Causation is an issue for jury determination but need not be addressed in a filing affidavit. “The purpose of OCGA § 9-11-9.1 is to reduce the number of frivolous malpractice suits being filed, not to require a plaintiff to prove a prima facie case entitling him to recover and capable of withstanding a motion for summary judgment before the defendant need file his answer.” 0-1 Doctors &c. Co. v. Moore, 190 Ga. App. 286, 288 (378 SE2d 708) (1989). All that is required of the filing affidavit pursuant to OCGA § 9-11-9.1 is that it set forth the factual basis for at least one negligent act or omission of the defendant and that it be made by “an expert competent to testify” to the issue of defendant’s alleged negligence.
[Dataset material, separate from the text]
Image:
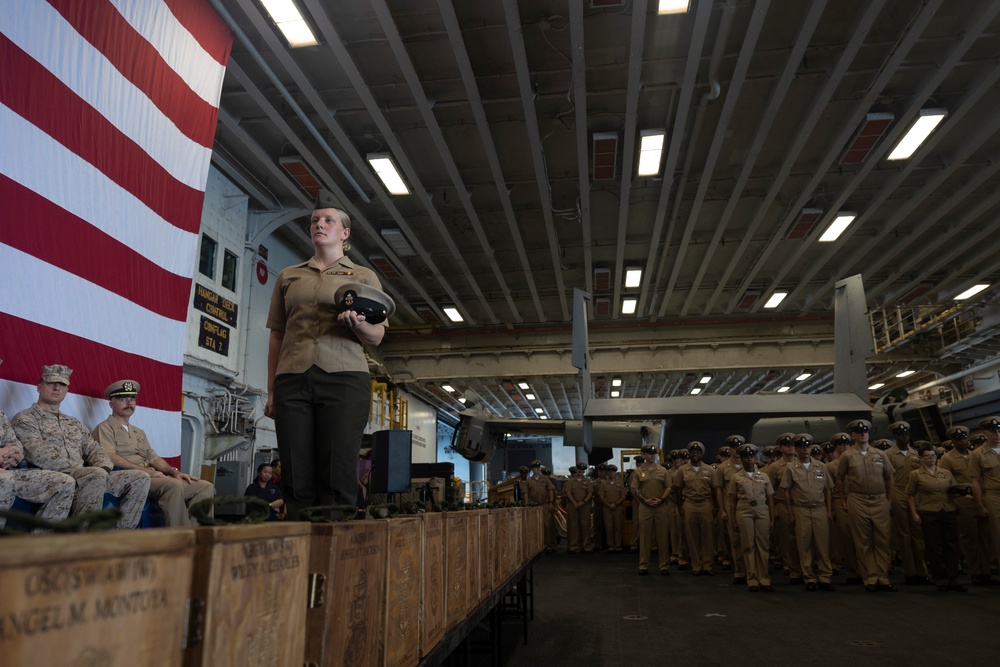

The affidavit in this case was made by a former corporate officer of the manufacturer of the surgical machine which was allegedly misused by defendant hospital. In it, the affiant states he is familiar with the machine in question and the hazards and effects on the performance of the machine by the use of disposable supplies other than those specified by the manufacturer. It does not set forth, however, that the affiant has any knowledge of or familiarity with the appropriate standard of care for hospitals generally. The affidavit fails to set forth a negligent act or omission because *318the affiant did not demonstrate that he was qualified to state whether, by using unspecified disposable parts of the machine, the hospital failed to meet the appropriate standard of care. Thus, in my opinion, the reason plaintiffs’ filing affidavit is insufficient is because it fails to show that the affiant is qualified to testify to the standard of care for hospitals generally. See Piedmont Hosp. v. Milton, 189 Ga. App. 563 (377 SE2d 198) (1988).

Decided May 15, 1991 Reconsideration denied July 3, 1991 Frank W. Seiler, Bouhan, Williams & Levy, Roy E. Paul, Peter D. Muller, for appellant. Jones, Boykin & Associates, Noble L. Boykin, Jr., Charles W. Snyder, Painter, Ratterree, Connolly & Bart, Paul W. Painter, Clark & Clark, H. Sol Clark, for appellees.

Because the complaint alleges an act of negligence against the hospital which, by its nature, required medical judgment, the complaint is one for professional negligence. Because the affidavit filed with the complaint was legally insufficient, the complaint should have been dismissed.